The design solution employed to circumvent building codes is a simple one. Rather than setting the panels on a flat plane, Solar Canopy utilizes nine-foot A-frame columns bolted to rails that are attached to the building. The frame system also allows for a 33-degree pitch, which when pointed south, maximizes panel efficiency.
Each Solar Canopy is made up of 18 PV panels that can generate 600kWh per month, a rep at Brooklyn SolarWorks told 6sqft; Homes they’ve installed a canopy on used between 6,000kWh to 15,000kWh annually pre-installation (the number varied with property type and household size).
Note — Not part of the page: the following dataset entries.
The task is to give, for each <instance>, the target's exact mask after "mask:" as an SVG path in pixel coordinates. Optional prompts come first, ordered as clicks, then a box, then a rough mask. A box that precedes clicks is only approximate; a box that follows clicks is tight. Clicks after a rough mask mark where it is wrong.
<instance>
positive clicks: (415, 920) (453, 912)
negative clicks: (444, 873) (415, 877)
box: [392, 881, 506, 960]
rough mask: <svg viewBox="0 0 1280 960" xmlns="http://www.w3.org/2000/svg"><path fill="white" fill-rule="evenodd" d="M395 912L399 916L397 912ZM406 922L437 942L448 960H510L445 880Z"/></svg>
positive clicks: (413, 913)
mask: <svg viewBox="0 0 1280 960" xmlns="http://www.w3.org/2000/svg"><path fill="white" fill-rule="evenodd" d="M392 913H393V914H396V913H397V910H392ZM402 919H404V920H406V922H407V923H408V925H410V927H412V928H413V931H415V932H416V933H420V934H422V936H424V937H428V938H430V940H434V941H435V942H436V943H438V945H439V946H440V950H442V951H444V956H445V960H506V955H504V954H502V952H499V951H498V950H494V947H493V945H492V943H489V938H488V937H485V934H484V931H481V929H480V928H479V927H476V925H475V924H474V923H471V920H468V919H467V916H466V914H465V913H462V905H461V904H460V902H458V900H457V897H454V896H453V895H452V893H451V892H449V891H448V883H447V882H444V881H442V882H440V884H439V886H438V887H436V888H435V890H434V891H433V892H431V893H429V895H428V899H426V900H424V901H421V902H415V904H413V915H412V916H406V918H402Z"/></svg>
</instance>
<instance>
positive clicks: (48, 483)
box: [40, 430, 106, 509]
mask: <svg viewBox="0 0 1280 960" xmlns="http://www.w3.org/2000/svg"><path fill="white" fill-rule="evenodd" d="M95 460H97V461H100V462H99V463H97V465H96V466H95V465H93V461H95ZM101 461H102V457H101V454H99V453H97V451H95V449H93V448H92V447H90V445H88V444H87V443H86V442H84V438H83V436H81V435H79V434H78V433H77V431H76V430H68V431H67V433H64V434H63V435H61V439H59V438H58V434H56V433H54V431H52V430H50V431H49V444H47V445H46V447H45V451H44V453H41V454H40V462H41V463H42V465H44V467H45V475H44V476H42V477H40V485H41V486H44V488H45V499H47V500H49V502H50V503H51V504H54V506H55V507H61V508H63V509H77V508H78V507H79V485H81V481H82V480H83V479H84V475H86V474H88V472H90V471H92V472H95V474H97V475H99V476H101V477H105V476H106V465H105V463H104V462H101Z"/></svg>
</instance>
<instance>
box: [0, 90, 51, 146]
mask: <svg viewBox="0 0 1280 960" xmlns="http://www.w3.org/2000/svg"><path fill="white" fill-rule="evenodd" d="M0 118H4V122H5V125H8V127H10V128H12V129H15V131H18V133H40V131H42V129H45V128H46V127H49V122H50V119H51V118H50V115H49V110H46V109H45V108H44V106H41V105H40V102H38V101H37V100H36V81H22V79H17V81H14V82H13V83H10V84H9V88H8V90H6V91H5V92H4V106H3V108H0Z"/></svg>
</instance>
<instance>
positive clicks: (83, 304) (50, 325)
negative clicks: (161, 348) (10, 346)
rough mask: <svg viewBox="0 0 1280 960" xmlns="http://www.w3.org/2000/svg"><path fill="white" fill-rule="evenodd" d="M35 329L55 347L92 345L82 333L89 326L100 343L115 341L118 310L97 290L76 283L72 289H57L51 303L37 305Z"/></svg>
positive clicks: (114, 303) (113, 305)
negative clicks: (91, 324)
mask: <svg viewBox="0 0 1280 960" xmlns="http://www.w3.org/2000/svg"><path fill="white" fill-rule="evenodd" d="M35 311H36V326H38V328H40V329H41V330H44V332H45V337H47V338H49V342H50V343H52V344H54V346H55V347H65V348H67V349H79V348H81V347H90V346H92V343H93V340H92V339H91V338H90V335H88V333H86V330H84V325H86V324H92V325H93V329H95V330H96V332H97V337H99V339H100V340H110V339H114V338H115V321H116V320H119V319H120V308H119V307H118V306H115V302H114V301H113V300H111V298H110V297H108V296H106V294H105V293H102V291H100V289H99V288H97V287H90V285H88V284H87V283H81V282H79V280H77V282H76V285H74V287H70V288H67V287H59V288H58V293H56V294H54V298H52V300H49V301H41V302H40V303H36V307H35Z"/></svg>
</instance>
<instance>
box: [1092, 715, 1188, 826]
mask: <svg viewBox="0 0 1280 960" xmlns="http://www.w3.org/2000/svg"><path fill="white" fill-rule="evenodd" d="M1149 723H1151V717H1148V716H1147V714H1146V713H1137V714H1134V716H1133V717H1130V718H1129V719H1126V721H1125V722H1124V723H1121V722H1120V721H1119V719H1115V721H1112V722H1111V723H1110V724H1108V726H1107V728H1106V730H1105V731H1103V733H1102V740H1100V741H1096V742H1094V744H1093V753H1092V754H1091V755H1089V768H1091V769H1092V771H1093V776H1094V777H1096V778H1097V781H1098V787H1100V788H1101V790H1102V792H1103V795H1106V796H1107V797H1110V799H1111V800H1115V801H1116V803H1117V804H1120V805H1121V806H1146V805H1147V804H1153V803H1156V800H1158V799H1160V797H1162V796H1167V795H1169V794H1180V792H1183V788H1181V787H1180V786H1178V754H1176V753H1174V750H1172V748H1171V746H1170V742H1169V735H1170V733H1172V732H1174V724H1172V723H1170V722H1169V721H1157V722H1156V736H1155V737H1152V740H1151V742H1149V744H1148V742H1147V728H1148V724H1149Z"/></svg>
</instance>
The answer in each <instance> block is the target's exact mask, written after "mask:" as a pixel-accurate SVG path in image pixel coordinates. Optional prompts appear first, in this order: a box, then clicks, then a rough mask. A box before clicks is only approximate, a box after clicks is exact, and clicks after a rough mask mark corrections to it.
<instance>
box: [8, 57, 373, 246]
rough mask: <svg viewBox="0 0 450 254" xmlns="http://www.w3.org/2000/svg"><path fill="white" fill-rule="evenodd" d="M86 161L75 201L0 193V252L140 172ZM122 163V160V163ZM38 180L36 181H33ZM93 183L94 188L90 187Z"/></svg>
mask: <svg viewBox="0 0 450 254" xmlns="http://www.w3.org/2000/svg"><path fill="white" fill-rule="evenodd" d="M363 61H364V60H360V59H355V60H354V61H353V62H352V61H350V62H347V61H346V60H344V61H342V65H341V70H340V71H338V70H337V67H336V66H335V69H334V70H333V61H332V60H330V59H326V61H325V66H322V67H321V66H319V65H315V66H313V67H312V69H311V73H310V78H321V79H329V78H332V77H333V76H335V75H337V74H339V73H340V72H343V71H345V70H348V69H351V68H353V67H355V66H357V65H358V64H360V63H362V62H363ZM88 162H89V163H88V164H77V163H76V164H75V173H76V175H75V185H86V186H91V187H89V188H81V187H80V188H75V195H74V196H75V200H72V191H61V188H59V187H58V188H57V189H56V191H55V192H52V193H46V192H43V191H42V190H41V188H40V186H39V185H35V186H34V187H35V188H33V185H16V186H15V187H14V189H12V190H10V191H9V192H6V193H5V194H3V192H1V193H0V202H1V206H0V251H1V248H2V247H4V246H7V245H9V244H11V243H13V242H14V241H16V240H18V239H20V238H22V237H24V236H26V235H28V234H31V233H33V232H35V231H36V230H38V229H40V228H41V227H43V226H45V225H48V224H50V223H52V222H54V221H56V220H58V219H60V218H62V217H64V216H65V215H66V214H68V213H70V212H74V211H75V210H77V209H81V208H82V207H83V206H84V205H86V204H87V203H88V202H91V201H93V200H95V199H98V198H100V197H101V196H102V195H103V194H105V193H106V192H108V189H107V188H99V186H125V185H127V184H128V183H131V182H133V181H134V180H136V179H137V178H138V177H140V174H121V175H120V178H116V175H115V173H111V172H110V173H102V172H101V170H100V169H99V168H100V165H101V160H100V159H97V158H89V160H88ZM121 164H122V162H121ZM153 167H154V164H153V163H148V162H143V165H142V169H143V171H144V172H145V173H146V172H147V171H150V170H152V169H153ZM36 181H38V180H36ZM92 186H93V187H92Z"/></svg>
Another big plus is that because the design uses a parametric system, each canopy can be customized to meet different roof sizes without breaking any codes. The lofted system also preserves precious roof space for those who use the area as an escape or party space.
“We imagine what happens underneath these things will vary greatly from home to home,” SolarWorks co-founder Brad Samuels said to Wired. “You have to imagine this as an infrastructure that primarily supports solar but also creates a new space on top of roofs. Every person will customize it a bit differently. That can’t be designed exactly, but it can be designed for.”
The price of the Canopy is not cheap, and the aforementioned 18-panel setup costs about $30,000. Green tax incentives provided at the Federal, State and City levels do, however, bring the price down to about $7,000. As T.R. Ludwig, co-founder of SolarWorks, told Wired “Payback on these things is typically about six years.”